We have taken some initial steps to improve our financial management processes, but we know that more work can and must be done. As part of the President’s FY 2003 Budget, we have dedicated $10 million from the Health Care Fraud and Abuse Control (HCFAC) account to develop a comprehensive Medicaid program integrity plan. The FY 2004 Budget proposes to allocate $20 million from HCFAC for this initiative. We are increasing attention to, and emphasizing the importance of Medicaid financial management at all levels of our Agency and across all of our regions. This effort involves improving Federal oversight capabilities of State Medicaid financial practices, and focusing attention on program areas of greatest risk, so that our resources are targeted appropriately. The following are examples of improvements and progress we have made as part of our Medicaid financial management and program integrity redesign.
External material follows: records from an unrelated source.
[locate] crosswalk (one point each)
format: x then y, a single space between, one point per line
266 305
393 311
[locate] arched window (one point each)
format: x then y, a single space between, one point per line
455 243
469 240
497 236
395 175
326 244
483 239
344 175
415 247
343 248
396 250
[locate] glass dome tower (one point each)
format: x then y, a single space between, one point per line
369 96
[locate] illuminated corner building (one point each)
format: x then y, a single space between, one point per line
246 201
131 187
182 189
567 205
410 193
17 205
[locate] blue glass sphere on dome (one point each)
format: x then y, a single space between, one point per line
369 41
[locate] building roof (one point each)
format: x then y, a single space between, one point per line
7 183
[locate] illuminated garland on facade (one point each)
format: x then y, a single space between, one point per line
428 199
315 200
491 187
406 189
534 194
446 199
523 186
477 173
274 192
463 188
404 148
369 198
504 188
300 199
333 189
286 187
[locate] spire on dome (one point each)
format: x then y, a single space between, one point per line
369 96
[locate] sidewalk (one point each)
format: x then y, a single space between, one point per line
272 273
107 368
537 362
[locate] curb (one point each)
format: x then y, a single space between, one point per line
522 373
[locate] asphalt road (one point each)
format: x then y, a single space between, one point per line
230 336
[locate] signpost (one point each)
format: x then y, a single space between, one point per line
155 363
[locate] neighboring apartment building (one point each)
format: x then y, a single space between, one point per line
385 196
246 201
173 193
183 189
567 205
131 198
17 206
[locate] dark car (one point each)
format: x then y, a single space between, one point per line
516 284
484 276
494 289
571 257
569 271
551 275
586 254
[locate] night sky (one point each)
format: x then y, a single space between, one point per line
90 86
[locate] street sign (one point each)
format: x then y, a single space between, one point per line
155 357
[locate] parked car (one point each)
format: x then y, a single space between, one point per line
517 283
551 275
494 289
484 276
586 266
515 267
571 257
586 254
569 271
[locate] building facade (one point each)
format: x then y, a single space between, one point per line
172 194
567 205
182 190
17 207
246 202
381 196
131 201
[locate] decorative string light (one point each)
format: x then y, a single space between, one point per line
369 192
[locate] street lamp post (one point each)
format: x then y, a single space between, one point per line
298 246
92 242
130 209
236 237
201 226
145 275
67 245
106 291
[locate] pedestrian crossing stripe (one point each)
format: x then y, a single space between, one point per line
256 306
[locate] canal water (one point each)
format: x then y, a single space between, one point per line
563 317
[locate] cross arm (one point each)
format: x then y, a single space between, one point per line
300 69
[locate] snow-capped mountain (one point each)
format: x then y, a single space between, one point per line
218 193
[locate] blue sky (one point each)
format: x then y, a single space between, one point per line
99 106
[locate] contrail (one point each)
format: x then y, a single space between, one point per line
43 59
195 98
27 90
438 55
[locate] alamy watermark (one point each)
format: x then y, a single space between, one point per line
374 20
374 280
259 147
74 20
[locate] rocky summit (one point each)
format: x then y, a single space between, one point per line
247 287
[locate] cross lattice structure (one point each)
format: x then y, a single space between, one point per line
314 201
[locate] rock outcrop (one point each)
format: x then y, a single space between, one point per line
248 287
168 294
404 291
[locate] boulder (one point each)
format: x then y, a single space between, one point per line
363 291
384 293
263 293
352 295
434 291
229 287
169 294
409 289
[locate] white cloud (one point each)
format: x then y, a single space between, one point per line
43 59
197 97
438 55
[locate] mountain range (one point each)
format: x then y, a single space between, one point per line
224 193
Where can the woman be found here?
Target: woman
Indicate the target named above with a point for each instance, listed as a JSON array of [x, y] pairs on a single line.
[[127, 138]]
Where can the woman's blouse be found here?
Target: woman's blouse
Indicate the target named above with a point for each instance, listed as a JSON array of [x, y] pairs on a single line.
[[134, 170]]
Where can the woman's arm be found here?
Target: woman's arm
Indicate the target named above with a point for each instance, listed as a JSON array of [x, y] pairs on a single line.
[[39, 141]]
Creating National Reimbursement Teams

In an effort to improve national consistency in the issuance and application of Medicaid reimbursement policy, we have put together a team of Central and Regional Office staff, the National Institutional Reimbursement Team (NIRT), who are responsible for reviewing all institutional reimbursement State plan amendments, providing technical assistance to the States, and developing Medicaid institutional reimbursement regulations and policy. For example, the team is currently using a standard set of questions that must be answered by States before a State plan amendment will be approved and will help ensure that the payment methodology is clear. Questions include issues such as, “Do providers retain all of the Medicaid payments including the Federal and State share (including normal per diem, DRG, DSH, supplemental, and enhanced payments) or is any portion of the payments returned to the State, local governmental entity, or any other intermediary organization?” As a result of this effort, we will better know what we are paying for and how we are paying for it. The team’s work will help ensure consistency in the application and review of our Medicaid policies. We also have established a Non-Institutional Provider Team (NIPT), which functions similarly to the NIRT, but for non-institutional providers, namely physicians. The NIRT and the NIPT have been working together on UPL transitions for those States with both inpatient and outpatient UPL phase-outs.
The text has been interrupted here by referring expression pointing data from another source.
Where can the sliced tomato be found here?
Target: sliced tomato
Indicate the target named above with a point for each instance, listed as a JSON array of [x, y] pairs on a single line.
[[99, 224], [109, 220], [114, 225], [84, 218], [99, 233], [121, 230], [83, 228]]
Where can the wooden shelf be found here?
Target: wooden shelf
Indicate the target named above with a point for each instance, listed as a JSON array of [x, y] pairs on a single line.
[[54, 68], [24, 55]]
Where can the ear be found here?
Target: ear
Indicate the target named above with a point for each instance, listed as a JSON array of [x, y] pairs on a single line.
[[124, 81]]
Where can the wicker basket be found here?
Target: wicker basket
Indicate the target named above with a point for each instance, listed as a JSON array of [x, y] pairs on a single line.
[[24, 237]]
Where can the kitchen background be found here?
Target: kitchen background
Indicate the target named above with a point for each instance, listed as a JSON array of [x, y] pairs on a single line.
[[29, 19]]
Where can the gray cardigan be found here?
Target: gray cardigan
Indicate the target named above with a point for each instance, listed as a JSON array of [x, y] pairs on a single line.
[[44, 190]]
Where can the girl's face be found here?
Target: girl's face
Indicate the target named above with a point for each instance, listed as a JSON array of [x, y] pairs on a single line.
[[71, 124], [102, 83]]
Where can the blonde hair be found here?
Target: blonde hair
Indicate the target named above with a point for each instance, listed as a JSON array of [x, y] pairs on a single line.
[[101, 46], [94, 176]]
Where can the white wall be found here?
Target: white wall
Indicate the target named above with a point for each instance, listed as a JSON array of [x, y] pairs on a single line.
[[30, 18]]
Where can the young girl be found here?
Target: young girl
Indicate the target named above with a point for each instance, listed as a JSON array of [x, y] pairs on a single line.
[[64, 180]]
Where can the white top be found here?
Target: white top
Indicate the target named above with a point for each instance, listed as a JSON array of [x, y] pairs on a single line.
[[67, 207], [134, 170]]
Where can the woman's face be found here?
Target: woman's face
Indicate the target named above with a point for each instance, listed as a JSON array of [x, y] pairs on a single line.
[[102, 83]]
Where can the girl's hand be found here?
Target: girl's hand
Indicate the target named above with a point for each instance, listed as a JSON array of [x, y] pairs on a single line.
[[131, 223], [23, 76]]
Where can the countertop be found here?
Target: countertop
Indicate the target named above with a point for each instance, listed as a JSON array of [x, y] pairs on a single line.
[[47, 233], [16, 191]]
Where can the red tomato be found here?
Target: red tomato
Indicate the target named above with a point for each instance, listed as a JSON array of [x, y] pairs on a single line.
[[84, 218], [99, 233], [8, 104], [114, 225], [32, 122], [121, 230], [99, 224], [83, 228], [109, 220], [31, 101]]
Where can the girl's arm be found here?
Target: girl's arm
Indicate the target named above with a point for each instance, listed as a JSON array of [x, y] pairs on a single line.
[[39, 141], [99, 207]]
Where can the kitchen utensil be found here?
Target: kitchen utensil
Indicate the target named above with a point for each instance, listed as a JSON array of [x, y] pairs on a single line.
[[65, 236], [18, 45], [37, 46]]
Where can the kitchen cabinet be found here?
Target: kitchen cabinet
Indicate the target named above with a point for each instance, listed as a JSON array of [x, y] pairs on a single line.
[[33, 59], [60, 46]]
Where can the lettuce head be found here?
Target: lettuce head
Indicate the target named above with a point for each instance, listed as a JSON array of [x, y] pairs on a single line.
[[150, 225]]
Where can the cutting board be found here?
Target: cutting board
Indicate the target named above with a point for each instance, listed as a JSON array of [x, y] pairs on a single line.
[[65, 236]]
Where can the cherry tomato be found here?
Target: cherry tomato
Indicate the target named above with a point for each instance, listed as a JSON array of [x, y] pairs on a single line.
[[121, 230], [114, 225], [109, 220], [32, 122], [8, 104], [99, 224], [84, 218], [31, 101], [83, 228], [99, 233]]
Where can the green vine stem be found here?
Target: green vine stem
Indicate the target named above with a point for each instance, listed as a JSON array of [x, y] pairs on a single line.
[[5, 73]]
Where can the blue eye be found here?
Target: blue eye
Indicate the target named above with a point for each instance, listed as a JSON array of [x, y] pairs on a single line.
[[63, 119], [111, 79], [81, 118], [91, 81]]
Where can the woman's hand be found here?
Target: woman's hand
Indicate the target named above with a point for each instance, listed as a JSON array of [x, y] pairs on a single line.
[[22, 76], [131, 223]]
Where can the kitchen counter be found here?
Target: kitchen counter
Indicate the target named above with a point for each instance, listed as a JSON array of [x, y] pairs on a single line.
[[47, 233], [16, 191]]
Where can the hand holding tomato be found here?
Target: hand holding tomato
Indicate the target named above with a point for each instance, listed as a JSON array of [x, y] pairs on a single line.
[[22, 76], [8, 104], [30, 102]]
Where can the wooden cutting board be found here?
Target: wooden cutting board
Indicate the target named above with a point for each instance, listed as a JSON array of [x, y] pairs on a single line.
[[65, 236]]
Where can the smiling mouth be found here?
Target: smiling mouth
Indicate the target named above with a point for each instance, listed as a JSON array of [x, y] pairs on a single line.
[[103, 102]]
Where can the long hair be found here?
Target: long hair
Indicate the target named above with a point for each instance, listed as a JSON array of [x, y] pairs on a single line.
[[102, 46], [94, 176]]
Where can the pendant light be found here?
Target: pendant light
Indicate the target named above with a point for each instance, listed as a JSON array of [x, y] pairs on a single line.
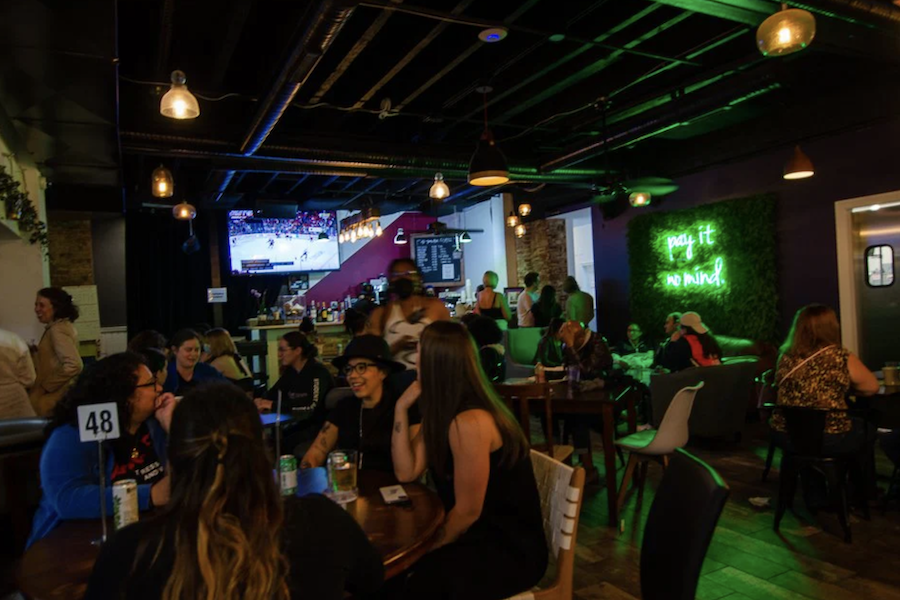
[[184, 211], [179, 102], [488, 165], [785, 32], [799, 166], [439, 190], [162, 184], [639, 199]]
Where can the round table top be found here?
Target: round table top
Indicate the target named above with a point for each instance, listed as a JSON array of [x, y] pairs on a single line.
[[58, 566]]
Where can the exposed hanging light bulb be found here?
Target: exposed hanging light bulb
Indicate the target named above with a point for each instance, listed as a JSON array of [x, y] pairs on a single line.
[[439, 189], [799, 166], [184, 211], [785, 32], [638, 199], [162, 184], [179, 102]]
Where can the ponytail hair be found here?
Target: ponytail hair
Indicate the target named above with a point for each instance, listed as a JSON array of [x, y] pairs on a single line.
[[225, 514]]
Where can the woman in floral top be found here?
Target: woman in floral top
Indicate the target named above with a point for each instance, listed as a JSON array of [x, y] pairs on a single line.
[[815, 371]]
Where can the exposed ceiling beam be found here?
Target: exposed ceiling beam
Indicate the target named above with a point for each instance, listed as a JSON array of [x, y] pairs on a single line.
[[414, 52]]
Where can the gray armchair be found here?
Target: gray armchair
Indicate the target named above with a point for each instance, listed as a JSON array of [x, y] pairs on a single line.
[[720, 407]]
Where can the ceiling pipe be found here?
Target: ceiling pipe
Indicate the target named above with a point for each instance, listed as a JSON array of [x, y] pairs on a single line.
[[666, 117]]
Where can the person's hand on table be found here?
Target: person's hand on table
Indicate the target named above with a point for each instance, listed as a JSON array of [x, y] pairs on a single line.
[[165, 404], [160, 491], [410, 396]]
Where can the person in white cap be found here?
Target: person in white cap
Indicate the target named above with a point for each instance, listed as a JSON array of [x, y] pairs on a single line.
[[705, 351]]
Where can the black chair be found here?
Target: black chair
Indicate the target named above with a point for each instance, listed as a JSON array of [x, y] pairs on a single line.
[[805, 449], [679, 528]]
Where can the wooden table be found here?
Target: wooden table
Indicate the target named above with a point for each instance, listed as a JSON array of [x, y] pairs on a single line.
[[606, 402], [58, 566]]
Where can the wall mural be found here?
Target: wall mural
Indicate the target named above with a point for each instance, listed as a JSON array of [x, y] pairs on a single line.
[[717, 259]]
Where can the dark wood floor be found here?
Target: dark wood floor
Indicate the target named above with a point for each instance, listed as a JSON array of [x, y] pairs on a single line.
[[746, 558]]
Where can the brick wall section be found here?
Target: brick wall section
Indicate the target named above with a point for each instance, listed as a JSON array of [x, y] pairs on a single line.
[[543, 250], [71, 258]]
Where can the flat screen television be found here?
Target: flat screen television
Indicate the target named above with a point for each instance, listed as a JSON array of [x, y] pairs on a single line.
[[259, 246]]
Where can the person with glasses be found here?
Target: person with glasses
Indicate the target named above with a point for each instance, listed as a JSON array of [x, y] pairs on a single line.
[[363, 421], [303, 385], [401, 321], [69, 479]]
Upfront Reviews of State Funding Sources and Expenditures

We will be redirecting and adding resources this year with the goal of changing the emphasis of the Financial Management (FM) review of State Medicaid/SCHIP programs from an after-the-fact review to an upfront and proactive review. Our new emphasis would be primarily to review the non-Federal share amounts and related expenditures prior to the beginning of the fiscal year so that any problems or issues can be resolved before any claims are submitted. This process would provide an approval of the State’s operating plan for the upcoming year, with the goal of eliminating the need for CMS to intervene and disallow Federal Medicaid funding after it has already been spent by the State and to identify any unallowable funding schemes or expenditures before they actually happen. Now is the best time to start this effort – while States are currently developing budget plans for next year. That way, we can examine spending before States are locked into a budget, and avoid disallowances that disrupt the State budget cycle.
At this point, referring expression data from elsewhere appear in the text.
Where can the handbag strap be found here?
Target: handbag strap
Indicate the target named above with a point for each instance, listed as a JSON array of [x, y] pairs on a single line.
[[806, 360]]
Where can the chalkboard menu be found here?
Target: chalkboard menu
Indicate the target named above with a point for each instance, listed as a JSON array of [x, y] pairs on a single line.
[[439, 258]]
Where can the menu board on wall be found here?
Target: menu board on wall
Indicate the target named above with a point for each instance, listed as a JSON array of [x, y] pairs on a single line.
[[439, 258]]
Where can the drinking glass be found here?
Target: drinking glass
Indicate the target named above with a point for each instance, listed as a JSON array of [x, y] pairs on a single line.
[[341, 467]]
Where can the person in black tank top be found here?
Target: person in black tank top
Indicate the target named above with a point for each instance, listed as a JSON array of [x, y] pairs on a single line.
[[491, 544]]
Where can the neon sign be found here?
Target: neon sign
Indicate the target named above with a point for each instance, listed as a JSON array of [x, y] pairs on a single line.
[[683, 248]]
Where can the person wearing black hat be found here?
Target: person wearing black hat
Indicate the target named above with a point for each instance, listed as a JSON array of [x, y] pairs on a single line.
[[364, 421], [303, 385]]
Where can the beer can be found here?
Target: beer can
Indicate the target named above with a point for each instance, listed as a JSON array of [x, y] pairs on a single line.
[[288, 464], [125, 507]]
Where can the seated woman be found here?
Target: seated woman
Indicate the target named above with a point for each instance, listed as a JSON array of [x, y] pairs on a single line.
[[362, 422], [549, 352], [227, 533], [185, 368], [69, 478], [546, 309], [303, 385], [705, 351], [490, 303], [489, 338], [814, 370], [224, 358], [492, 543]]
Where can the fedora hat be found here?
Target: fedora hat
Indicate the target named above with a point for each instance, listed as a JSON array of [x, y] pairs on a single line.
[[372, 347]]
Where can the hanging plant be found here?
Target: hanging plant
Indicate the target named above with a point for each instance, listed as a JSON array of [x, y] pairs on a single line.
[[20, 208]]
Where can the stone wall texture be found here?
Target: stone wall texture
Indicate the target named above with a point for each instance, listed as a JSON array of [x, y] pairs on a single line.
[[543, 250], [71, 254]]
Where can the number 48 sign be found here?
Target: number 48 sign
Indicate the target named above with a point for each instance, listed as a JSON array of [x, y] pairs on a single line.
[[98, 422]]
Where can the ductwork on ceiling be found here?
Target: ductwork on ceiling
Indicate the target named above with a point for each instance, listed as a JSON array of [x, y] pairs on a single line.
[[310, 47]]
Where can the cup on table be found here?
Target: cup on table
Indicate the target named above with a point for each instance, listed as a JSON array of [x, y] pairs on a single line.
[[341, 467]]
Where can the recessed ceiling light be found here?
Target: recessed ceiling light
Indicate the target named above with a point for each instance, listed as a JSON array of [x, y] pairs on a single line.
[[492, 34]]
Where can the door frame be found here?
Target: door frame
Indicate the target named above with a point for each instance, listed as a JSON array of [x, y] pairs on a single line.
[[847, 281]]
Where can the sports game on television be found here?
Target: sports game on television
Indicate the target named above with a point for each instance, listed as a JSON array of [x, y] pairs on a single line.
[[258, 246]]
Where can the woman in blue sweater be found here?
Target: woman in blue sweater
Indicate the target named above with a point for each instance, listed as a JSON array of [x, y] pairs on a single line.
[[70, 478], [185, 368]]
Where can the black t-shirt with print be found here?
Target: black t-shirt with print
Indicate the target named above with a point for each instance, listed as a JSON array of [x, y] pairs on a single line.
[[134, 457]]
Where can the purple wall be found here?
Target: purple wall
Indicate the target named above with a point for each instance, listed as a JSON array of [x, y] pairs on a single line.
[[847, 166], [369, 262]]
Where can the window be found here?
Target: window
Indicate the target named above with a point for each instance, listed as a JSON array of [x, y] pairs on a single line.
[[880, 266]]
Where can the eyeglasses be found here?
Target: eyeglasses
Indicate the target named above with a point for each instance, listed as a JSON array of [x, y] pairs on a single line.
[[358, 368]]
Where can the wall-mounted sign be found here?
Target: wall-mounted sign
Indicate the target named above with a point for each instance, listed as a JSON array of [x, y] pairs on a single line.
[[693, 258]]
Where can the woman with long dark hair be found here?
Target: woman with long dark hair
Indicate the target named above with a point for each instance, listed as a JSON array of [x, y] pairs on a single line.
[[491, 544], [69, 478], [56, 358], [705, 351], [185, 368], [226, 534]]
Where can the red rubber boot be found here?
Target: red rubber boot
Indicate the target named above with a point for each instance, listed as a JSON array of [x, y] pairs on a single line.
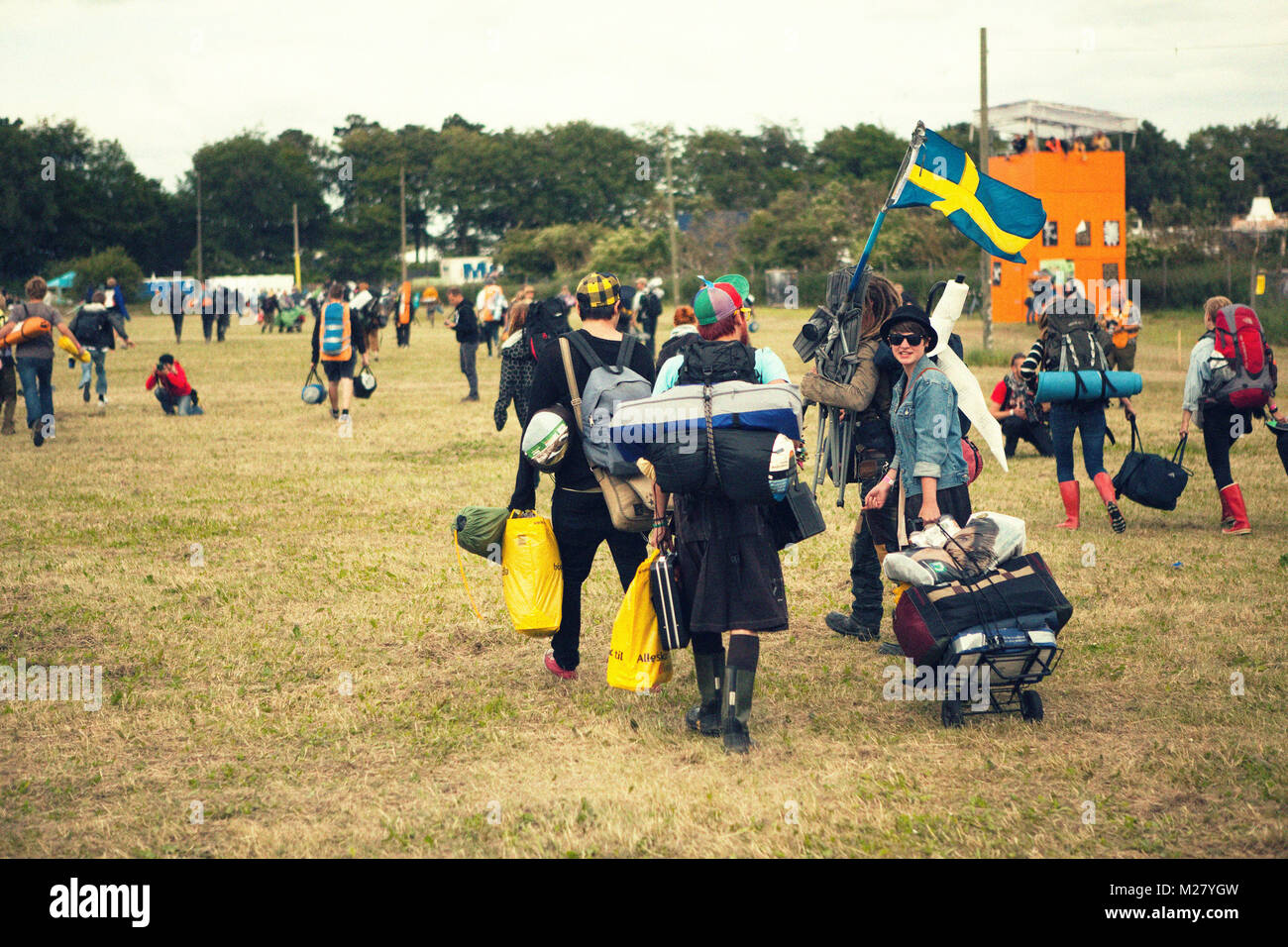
[[1233, 496], [1106, 487], [1069, 493]]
Making Federal Matching Payments Only When State Plan Amendments Are Approved

In the past, States have been allowed to draw down Federal matching payments for State plan amendments that were submitted, but not yet approved. This allowed States to assume a financial risk if their plan amendment was subsequently disapproved. Since Federal matching payments were readily available while their State plan amendments were being considered, States had little incentive to ensure their plan amendments were approved. In fact, some State plan amendments were pending for years while the States continued to draw down Federal matching payments. In January 2001, we issued a State Medicaid Director letter informing the States that we would no longer make Federal matching payments until State plan amendments were approved, thus removing the previous incentive for States to keep plan amendments pending. For our part, we have changed our policy so that we will either approve or disapprove plan amendments within 90 days.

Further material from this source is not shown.